5. Build a Public Point Of View
External visibility tends to indirectly (and directly) raise your internal value. When you publish a thoughtful LinkedIn post, speak on a panel, or get quoted in a trade publication, two things happen. Your employer sees you as a brand asset. And your market sees you, full stop. You don’t need a million followers. You need a credible point of view in a defined niche.
Start with one topic you genuinely care about, and get yourself in front of peers, industry colleagues, and relevant stakeholders. Twelve months of consistency will out-perform twelve months of perfection.
Final Reflection on Market Value
Increasing your market value isn’t about plotting your escape. It’s about making sure that wherever you choose to be—here, somewhere new, or somewhere you haven’t imagined yet—you’re choosing from a position of strength, not scarcity.

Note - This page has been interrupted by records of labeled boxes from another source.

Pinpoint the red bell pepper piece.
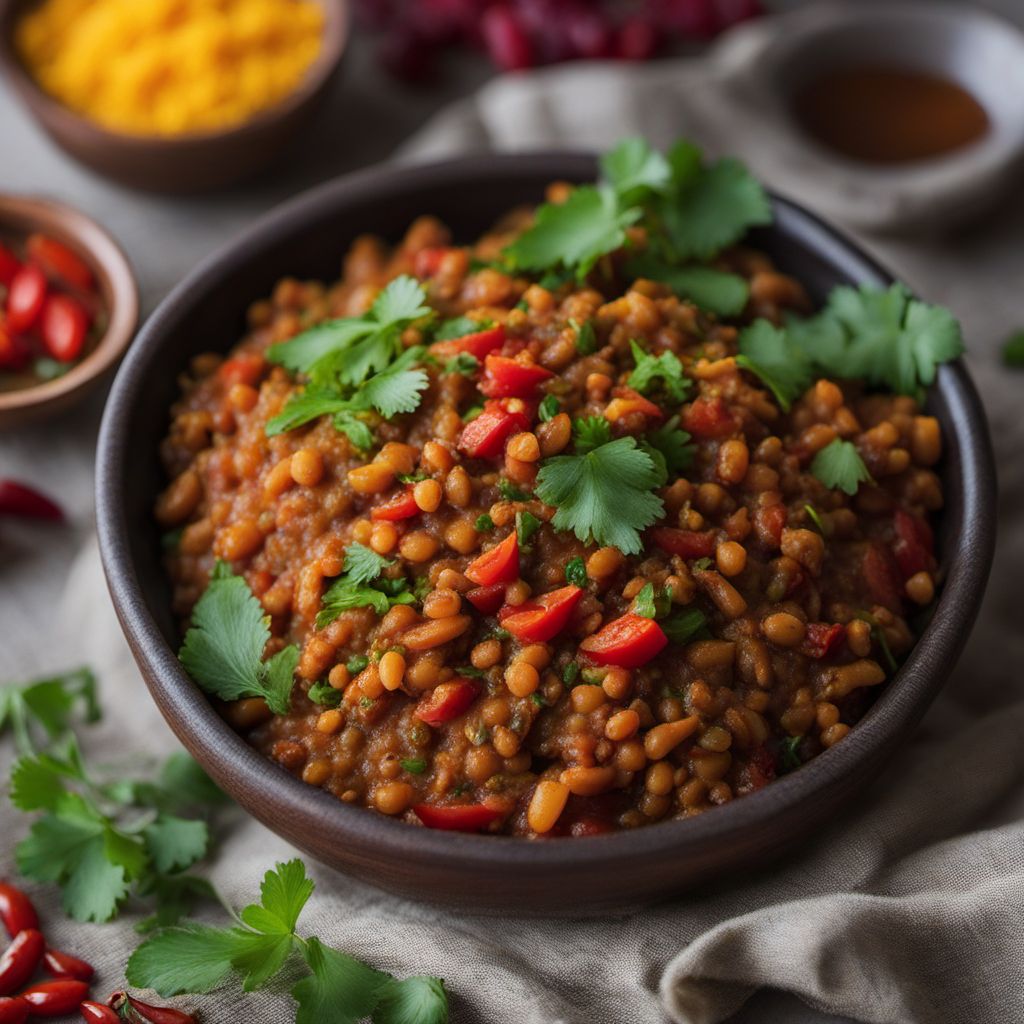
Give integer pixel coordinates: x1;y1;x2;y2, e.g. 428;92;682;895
466;583;506;615
0;243;22;285
370;486;420;522
217;352;266;387
459;398;529;459
650;526;715;558
893;509;935;580
800;623;846;658
682;396;739;437
0;478;63;524
25;234;94;292
7;265;48;334
430;324;505;359
413;804;502;831
480;354;555;398
413;679;479;725
466;530;519;587
498;586;584;643
580;612;669;669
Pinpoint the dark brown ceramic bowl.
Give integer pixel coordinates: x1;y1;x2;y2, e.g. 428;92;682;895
96;154;995;914
0;0;348;194
0;196;138;430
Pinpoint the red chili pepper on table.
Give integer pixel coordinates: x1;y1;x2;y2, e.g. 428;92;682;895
0;928;46;995
0;996;29;1024
78;999;121;1024
0;477;63;524
19;978;89;1017
43;949;96;981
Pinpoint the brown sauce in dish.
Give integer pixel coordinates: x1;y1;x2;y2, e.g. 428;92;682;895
794;65;989;164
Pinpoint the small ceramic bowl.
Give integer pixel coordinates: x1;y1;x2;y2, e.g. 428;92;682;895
706;0;1024;230
0;196;138;430
0;0;348;194
96;154;995;915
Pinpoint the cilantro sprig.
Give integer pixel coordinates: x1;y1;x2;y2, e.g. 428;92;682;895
126;859;447;1024
178;561;299;715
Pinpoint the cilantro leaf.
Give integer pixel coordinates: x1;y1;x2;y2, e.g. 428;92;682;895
627;340;692;402
178;562;298;715
537;437;665;554
504;185;641;279
811;437;871;495
736;319;814;413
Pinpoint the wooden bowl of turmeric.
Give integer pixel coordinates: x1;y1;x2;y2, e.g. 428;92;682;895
0;0;348;193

The best time to grow your market value was five years ago. The second best time is the Monday morning after you read this.
You don’t need a sabbatical to get start. Try these four small steps:
- Write down and quantify the three results you’re most proud of from the last year.
- Identify one scarcity skill to build over the next twelve months.
- Book one internal coffee with someone whose career you admire.
- Draft one short LinkedIn post about something you learned recently.
Build like you’re staying, but be ready like you’re not. That’s a leadership trait you can exercise without a leader title.